What this book covers
Chapter 1, Revisiting Elasticsearch and the Changes, guides you through how Apache Lucene works and will introduce you to Elasticsearch 5.x, describing the basic concepts and showing you the important changes in Elasticsearch from version 1.x to 5.x.
Chapter 2, The Improved Query DSL, describes the new default scoring algorithm, BM25, and how it would be better than the previous TF-IDF algorithm. In addition to that, it explains various Elasticsearch features, such as query rewriting, query templates, changes in query modules, and various queries to choose from in a given scenario.
Chapter 3, Beyond Full Text Search, describes queries about rescoring, multimatching control, and function score queries. In addition to that, this chapter covers the scripting module of Elasticsearch.
Chapter 4, Data Modeling and Analytics, discusses different approaches of data modeling in Elasticsearch and also covers how to handle relationships among documents using parent-child and nested data types, along with focusing on practical considerations. It further discusses the aggregation module of Elasticsearch for the purpose of data analytics.
Chapter 5, Improving the User Search Experience, focuses on topics for improving the user search experience using suggesters, which allows you to correct user-query spelling mistakes and build efficient autocomplete mechanisms. In addition to that, it covers how to improve query relevance and how to use synonyms to search.
Chapter 6, The Index Distribution Architecture, covers techniques for choosing the right amount of shards and replicas, how routing works, how shard allocation works, and how to alter its behavior. In addition to that, we discuss what query execution preference is and how it allows us to choose where the queries are going to be executed.
Chapter 7, Low-Level Index Control, describes how to alter Apache Lucene scoring and how to choose an alternative scoring algorithm. It also covers NRT searching and indexing and transaction log usage and allows you to understand segment merging and tune it for your use case along with the details about removed merge policies inside Elasticsearch 5.x. At the end of the chapter, you will also find information about IO throttling and Elasticsearch caching.
Chapter 8, Elasticsearch Administration, focuses on concepts related to administering Elasticsearch. It describes what the discovery, gateway, and recovery modules are, how to configure them, and why you should bother. We also describe what the cat API is and how to back up and restore your data to different cloud services (such as Amazon AWS and Microsoft Azure).
Chapter 9, Data Transformation and Federated Search, covers the latest feature of Elasticsearch 5, that is ingest node, which allows us to preprocess data into the Elasticsearch cluster itself before indexing. It further tells us about how federated search works with different clusters using tribe nodes.

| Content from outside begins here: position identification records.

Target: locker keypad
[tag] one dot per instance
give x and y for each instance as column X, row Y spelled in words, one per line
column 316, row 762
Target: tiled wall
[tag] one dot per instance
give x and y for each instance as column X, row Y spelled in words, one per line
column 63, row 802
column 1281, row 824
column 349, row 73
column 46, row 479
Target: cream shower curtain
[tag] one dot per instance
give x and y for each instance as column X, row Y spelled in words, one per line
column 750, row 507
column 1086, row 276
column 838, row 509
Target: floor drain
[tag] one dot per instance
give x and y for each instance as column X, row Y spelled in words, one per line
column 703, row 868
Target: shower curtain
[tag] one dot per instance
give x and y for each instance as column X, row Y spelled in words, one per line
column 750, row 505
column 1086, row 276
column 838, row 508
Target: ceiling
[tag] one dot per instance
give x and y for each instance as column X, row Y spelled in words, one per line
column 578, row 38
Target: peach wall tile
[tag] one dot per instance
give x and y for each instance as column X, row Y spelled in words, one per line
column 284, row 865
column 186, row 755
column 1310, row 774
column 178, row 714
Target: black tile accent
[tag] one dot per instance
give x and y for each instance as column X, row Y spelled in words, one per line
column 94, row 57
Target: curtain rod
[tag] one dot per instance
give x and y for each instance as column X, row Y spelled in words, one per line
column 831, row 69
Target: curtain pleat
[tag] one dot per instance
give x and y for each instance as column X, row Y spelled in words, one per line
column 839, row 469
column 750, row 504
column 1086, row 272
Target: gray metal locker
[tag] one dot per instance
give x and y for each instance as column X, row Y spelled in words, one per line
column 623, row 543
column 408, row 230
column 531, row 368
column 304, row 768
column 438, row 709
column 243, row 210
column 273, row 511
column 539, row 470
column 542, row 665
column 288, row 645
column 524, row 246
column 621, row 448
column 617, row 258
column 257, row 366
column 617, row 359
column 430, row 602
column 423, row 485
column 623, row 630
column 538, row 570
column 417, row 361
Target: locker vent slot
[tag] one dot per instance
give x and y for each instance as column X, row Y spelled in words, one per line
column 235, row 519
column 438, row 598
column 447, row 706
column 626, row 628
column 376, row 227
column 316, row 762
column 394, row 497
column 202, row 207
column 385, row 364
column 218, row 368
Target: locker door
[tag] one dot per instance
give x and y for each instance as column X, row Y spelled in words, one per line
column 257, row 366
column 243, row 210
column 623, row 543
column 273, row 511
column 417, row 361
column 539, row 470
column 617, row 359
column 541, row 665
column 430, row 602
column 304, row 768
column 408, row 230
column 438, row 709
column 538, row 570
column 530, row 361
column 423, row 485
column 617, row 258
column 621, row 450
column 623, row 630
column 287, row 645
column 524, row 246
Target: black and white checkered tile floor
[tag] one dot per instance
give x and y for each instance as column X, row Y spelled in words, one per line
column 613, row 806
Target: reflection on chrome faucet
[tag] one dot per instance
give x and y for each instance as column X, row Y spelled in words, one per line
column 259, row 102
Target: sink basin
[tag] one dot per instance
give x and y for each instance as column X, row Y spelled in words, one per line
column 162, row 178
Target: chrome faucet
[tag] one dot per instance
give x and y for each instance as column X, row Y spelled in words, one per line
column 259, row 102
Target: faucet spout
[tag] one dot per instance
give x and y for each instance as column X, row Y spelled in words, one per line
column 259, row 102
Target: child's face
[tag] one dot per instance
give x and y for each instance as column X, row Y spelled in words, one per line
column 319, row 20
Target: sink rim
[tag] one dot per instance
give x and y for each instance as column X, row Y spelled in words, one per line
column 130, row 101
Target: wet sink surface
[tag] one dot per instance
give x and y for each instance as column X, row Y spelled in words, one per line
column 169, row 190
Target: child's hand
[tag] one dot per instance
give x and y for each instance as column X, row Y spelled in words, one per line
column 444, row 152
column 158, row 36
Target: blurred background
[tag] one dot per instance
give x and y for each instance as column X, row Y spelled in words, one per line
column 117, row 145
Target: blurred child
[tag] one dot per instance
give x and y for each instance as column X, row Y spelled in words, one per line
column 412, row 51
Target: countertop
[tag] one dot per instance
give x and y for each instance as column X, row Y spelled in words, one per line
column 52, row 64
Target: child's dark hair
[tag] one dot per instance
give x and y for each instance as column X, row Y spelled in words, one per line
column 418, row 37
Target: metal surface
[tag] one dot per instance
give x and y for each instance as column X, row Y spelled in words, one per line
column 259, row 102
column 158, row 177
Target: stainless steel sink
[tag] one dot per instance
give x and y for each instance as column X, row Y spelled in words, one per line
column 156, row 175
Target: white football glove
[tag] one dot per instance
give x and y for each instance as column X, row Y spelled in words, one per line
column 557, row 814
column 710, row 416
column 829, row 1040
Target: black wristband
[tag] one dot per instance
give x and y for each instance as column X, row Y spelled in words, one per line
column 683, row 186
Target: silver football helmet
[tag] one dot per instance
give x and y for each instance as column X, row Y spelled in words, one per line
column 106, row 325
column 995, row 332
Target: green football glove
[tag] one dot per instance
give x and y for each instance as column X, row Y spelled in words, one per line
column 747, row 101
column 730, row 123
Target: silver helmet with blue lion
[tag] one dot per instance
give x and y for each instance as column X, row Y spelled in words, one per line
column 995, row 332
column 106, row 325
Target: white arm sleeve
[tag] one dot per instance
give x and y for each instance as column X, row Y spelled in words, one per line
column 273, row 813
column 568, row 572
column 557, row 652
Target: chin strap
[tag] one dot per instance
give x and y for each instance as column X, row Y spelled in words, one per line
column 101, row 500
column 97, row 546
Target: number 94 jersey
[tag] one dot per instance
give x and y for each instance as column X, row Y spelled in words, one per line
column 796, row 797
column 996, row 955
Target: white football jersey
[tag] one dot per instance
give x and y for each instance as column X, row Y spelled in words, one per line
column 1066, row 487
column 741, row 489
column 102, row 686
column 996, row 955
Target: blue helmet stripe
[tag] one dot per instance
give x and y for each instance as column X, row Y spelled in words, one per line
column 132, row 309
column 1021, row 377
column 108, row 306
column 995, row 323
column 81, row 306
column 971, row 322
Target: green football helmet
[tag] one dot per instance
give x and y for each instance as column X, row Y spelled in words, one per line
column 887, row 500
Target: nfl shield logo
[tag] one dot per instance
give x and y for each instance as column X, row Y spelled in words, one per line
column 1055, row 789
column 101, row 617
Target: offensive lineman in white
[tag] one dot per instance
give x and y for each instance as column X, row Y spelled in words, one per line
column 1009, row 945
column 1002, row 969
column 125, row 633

Chapter 10, Improving Performance, discusses Elasticsearch performance improvements under different loads and what the right way of scaling production clusters is, along with covering the insights into garbage collections and hot threads issues and how to deal with them. It further covers query profiling and query benchmarking. In the end, it explains the general Elasticsearch cluster tuning advice under high query rate scenarios versus high indexing throughput scenarios.
Chapter 11, Developing Elasticsearch Plugins, covers Elasticsearch plugins' development by showing and describing in depth how to write your own REST action and language analysis plugin.
Chapter 12, Introducing Elastic Stack 5.0, introduces you to the components of Elastic Stack 5.0, covering Elasticsearch, Logstash, Kibana, and Beats.